Para Lacan, a língua suporta o real da lalíngua, e esta última, como já dissemos é
entendida como não-toda e marcada pela falta. É esse não-todo da língua que sustenta a
lalangue e que concerne esta à verdade e ao real. Como afirma Milner (1987), a lalangue é
aquilo que torna possível um ser dito falante, pois segundo ele amor e língua se enraízam
na lalíngua enquanto lugar do impossível, daquilo que excede à língua e marca sua
presença no desejo do ser falante. A esse respeito, o autor sintetiza (op.cit., p.64):
(...) lá onde o amor é tecido de desejo, e nega a necessidade da lalangue, é
o desejo que a língua faz como se não existisse, e é da lalangue que ela
constrói seu material. (...). Que a lalangue existia de fato equivale a dizer,
como vimos, que o amor é possível, que o signo de um sujeito pode
causar um desejo, que um sujeito de desejo pode fazer o signo numa
cadeia; é por aí que a lalangue excede a língua e imprime nela a marca
pela qual se faz conhecer.
Há algo então que excede à língua e é neste ponto que Lacan ([1972-1973]1996,
p.61) nos chama a atenção para o lugar do trabalho do analista e a construção de sentidos
que se dá no discurso analítico:
Seguir o fio do discurso analítico não tende para nada menos do que
refraturar, encurvar, marcar com uma curvatura própria, e por uma
curvatura que não poderia nem mesmo ser mantida como sendo uma das
linhas de força, aquilo que produz como tal a falha, a descontinuidade.

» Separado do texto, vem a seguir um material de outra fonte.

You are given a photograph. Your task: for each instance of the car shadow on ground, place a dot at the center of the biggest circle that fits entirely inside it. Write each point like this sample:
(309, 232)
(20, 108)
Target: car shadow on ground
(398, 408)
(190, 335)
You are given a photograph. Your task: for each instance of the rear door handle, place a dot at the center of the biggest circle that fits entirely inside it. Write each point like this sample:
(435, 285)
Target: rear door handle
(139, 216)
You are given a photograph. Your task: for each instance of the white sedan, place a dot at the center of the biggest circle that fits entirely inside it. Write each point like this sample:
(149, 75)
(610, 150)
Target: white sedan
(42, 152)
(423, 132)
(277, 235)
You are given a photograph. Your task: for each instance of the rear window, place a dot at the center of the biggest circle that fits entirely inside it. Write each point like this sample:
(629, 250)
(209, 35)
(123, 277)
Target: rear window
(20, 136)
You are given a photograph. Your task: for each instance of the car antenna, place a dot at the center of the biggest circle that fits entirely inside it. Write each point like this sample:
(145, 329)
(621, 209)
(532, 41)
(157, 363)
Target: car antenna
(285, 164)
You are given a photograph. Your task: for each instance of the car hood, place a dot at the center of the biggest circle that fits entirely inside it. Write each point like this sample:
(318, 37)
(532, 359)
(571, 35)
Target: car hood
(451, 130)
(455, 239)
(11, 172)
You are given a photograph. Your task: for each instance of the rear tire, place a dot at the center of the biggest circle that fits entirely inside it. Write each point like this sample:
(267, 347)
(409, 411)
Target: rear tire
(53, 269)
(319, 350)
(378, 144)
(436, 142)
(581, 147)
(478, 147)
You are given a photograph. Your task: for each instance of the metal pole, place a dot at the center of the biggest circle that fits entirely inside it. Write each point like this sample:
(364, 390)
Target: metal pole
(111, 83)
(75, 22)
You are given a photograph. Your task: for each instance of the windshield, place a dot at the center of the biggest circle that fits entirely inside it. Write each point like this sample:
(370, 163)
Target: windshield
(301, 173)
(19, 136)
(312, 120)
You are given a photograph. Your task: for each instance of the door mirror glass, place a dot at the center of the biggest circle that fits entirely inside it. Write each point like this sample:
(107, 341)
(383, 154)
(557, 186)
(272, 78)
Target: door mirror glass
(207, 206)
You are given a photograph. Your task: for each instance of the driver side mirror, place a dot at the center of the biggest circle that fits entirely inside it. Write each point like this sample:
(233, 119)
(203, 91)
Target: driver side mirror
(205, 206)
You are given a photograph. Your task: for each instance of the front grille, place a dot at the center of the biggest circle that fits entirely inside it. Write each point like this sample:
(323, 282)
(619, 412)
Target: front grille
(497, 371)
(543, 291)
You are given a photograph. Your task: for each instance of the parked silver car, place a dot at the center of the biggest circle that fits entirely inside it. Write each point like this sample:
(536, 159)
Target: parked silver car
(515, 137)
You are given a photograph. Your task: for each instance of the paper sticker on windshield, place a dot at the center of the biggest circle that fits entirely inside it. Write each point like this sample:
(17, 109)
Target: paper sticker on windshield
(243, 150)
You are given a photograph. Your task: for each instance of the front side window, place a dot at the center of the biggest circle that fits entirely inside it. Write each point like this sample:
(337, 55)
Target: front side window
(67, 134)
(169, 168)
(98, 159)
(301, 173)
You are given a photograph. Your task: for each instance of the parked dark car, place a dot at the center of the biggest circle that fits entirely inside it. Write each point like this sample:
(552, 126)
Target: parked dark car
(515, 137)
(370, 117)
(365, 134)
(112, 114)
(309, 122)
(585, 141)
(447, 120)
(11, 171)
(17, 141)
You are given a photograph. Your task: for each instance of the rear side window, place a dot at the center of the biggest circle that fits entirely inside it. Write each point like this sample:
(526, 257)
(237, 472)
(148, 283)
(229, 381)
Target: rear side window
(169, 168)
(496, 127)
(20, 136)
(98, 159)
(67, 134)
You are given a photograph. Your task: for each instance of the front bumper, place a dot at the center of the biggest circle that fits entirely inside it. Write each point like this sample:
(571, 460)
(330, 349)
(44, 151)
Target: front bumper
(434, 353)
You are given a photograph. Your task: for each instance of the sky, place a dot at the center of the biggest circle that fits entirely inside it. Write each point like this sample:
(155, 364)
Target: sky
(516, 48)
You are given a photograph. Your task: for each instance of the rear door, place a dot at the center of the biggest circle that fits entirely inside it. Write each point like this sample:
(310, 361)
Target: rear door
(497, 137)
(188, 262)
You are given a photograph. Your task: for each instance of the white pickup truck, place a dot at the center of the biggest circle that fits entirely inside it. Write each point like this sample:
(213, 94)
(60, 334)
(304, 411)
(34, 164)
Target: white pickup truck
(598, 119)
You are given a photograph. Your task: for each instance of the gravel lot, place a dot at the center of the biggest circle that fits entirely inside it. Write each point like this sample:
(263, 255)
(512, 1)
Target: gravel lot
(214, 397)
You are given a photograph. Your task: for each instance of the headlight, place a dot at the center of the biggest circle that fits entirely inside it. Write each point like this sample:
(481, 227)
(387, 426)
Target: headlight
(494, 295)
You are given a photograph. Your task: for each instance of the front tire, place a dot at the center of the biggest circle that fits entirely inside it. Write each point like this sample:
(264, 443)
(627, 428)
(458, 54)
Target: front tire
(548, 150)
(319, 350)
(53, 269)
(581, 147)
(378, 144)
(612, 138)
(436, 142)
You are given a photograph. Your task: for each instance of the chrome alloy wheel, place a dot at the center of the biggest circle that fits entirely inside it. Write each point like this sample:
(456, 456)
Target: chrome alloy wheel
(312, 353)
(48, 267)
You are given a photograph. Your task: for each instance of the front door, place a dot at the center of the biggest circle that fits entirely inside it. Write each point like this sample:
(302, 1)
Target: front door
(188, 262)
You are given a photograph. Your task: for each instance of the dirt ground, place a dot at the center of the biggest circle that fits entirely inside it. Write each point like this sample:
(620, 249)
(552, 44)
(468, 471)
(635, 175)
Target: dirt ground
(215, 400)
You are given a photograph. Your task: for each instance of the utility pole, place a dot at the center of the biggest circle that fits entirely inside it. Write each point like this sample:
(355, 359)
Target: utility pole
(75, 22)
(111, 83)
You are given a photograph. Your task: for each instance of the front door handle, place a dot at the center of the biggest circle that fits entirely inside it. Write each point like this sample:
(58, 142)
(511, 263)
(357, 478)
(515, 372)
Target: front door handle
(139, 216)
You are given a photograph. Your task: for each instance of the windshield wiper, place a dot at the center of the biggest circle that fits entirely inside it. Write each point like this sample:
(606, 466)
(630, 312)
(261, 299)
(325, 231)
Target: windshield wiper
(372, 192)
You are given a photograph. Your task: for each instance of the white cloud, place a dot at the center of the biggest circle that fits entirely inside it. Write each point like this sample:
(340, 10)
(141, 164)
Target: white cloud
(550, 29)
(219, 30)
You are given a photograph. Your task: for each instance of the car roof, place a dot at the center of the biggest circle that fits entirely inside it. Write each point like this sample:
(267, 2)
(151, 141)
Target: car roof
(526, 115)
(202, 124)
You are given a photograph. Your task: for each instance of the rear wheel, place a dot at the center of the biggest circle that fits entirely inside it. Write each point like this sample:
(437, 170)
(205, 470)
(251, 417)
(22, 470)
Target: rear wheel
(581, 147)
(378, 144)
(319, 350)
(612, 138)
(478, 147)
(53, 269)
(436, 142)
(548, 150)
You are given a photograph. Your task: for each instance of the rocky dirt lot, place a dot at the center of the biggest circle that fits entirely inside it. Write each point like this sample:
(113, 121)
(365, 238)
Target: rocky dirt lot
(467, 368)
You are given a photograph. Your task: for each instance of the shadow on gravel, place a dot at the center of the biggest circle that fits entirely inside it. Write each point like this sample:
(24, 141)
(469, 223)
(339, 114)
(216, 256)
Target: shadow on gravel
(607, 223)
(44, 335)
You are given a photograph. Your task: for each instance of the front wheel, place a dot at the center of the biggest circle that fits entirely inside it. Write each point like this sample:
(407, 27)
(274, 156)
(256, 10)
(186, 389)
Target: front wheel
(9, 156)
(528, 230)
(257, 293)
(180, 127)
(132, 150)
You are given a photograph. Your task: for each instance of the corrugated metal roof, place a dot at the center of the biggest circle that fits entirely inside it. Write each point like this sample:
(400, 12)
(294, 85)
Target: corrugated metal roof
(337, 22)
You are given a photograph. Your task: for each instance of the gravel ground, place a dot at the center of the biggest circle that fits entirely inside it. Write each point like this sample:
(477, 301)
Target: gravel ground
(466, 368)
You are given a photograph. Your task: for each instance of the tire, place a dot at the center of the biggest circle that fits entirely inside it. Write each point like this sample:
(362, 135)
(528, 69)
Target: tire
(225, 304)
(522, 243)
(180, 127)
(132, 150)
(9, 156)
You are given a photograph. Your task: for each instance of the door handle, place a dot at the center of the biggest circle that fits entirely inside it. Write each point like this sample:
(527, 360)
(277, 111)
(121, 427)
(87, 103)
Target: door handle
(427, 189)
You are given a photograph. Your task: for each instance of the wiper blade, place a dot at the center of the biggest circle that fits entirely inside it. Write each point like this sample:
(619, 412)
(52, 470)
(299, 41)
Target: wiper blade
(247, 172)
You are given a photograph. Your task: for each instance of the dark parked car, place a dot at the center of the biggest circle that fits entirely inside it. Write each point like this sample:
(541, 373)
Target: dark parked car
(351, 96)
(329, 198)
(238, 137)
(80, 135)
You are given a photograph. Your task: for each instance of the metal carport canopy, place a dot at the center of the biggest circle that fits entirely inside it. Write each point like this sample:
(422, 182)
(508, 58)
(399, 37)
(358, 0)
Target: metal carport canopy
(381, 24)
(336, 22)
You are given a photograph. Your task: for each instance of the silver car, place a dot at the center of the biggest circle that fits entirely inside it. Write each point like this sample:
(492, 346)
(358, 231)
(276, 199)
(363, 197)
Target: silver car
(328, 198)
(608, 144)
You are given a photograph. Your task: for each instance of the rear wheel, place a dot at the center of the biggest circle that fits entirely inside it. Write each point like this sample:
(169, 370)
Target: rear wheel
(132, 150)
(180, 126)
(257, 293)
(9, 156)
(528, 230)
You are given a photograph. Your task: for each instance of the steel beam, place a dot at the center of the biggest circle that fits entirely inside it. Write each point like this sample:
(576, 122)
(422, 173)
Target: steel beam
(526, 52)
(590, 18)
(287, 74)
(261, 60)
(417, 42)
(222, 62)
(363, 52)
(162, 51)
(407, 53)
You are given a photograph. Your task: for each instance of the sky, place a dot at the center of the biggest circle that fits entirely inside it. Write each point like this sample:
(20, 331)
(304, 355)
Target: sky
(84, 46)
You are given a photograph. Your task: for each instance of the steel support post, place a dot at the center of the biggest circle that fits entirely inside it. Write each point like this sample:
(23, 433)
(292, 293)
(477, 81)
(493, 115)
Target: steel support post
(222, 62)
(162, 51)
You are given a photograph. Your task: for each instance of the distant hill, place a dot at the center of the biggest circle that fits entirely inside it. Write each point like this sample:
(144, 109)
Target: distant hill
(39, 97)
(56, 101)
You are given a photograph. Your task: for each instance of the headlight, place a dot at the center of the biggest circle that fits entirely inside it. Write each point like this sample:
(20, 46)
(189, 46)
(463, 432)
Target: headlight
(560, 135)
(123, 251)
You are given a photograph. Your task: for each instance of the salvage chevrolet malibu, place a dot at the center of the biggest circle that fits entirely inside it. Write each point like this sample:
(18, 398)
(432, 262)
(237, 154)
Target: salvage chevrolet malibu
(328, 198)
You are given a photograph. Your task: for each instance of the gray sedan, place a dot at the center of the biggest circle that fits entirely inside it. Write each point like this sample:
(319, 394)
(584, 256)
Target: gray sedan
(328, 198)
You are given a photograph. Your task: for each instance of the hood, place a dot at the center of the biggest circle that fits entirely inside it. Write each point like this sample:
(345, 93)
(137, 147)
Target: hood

“O que afirmo, o que vou hoje anunciar de novo, é que o significante-mestre, ao ser
emitido nas direções do meio do gozo que são aquilo que se chama saber, não só induz,
mas determina a castração. Voltarei ao que se deve entender por significante-mestre,
partindo do que afirmamos a este respeito. De início, seguramente, ele não está. Todos os
significantes se equivalem de algum modo, pois jogam apenas com a diferença de cada
um com todos os outros, não sendo, cada um os outros significantes. Mas é por isso que
cada um é capaz de vir em posição de significante-mestre, precisamente por sua função
eventual ser a de representar um sujeito para outro significante. É assim que o defini
desde sempre. Só que o sujeito que ele representa não é unívoco. Está representado, é
claro, mas também não está representado. Nesse nível, alguma coisa fica oculta em
relação a esse mesmo significante.”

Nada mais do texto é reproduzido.